Even today there are plenty of songs out there that are at the top of the music charts because they songs are catchy and exciting. You can’t help but get caught up by the tune and music but again when you take a moment to consider the words and the implications you realize that might not be an appropriate song to listen to or allow your children to listen to.
I think it would be safe to also assume that most if not everyone has experienced this in our worship as well. Not that the songs we sing are inappropriate songs and inappropriate to sing. (Although there are a few that the intent seems to be pure but you may differ in opinion.) That’s an article for a different day.
What I’m talking about is getting caught up in music of the songs we sing. By music we of course mean the notes and tune of the songs we sing. Everyone has favorite songs that they love to sing or have lead. On the flip side to that everyone has songs that they think are dull and boring. What makes us feel that way? Surely it’s not the words and thoughts but most likely the tune of the song.
We admit that sometimes in our collective worship the singing can lack enthusiasm and vigor. Often times our approach to fixing that is by putting all the emphasis on the musical side. We encourage the need to sing in tune, the right pitch, the right pace, and have the parts being sung. Is there a reason we sing songs in that format? Is there a reason those leading the songs are encouraged to consider those things? Of course there are. It is done to strive to conduct our worship decently and in order (1 Corinthians 14:40).
Singing in the right tone, pitch, and temp have their place and anyone who wants to learn to do those things better is always encouraged. I think we’ll all admit that sometimes the singing can lack these things to where it doesn’t seem very encouraging. But the solution to that is not found in the “music” of the song but rather in the heart.

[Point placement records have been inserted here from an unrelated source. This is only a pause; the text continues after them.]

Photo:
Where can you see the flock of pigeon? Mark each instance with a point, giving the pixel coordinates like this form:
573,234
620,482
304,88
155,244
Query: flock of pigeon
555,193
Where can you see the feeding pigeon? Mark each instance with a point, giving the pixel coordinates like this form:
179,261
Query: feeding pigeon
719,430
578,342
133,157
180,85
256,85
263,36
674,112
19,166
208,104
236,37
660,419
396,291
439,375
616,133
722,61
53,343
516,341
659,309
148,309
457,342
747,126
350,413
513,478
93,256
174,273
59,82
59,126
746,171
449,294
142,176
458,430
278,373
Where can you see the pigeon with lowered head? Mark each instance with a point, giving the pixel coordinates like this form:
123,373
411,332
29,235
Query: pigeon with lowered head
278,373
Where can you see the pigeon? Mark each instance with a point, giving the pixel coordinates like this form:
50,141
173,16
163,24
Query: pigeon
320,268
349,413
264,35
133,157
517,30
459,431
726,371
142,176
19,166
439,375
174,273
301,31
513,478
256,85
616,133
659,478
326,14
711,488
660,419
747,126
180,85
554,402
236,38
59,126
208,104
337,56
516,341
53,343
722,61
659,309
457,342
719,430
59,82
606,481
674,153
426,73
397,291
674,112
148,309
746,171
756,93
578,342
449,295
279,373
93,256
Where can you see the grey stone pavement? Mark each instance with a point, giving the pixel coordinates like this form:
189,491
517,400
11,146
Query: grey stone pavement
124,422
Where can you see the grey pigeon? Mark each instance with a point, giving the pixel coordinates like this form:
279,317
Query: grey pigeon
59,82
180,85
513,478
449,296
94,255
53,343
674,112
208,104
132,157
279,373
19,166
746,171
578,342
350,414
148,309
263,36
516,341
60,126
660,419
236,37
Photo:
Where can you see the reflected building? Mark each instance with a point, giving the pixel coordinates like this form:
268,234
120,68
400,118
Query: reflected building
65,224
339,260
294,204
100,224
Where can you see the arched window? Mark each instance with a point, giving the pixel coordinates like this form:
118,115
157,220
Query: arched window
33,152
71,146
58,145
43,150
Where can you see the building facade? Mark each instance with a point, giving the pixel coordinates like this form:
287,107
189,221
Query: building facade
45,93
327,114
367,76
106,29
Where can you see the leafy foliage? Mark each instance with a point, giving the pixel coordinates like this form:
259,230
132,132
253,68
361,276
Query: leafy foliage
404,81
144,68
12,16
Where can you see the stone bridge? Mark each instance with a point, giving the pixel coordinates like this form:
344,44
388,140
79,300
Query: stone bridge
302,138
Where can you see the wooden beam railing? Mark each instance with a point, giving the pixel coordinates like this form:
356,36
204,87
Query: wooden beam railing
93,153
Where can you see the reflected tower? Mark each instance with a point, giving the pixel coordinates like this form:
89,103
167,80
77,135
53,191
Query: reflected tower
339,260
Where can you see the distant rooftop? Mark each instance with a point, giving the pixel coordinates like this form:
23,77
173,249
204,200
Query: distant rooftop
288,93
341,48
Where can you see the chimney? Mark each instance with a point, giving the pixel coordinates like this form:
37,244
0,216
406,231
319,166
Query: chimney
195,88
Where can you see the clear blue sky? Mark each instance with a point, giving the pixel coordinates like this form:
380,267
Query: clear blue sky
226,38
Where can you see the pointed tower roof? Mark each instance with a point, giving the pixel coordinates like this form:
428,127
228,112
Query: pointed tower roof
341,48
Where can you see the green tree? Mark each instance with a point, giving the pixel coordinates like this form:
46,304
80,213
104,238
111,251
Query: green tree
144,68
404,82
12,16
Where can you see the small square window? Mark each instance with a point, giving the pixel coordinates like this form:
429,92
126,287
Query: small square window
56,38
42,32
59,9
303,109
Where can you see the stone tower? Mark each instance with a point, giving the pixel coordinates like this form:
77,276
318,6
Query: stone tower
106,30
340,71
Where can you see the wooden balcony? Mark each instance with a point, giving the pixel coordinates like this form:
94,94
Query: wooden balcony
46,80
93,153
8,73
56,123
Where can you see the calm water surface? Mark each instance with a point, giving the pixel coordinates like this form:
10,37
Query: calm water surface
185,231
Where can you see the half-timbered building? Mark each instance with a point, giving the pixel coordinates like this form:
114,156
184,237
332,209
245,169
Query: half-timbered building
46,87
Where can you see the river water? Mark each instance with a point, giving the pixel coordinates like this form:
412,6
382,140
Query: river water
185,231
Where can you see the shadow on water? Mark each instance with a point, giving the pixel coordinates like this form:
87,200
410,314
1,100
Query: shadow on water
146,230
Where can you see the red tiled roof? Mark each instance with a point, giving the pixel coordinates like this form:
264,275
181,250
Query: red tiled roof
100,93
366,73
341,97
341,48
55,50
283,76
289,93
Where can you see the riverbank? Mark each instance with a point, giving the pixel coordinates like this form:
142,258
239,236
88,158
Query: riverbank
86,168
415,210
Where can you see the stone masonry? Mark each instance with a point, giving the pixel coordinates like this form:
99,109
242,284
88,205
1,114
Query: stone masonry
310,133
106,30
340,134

Paul those in Colossae to “Let the word of Christ dwell in you richly, teaching and admonishing one another in all wisdom, singing psalms and hymns and spiritual songs, with thankfulness in your hearts to God” (Col 3:16) Two main keys in that verse are letting the words of Christ dwell in you and to sing with thankfulness in your hearts.
As you worship collectively with God’s children are you thankful? Thankful for what? As you sing songs that are about and reference teachings from God’s word do you understand it? Does it recall to memory and thought things you know and believe to be true? Paul says in 1 Corinthians 14:15 – “I will pray with my spirit, but it will pray with my mind also; I will sing praise with my spirit, but I will sing with my mind also.”
Wes McAdams suggest three things to help us do this. (1) Read God’s word more, (2) Read the first verse of the song before you sing, and (3) Focus on the words, not the notes. As in all things God wants my heart. While I agree we must strive to give God our best in our worship, we differ in talents and strengths, as it should be (1 Cor. 12). My best is defined from my heart and so is yours. Sing from the heart and the rest will take care of itself.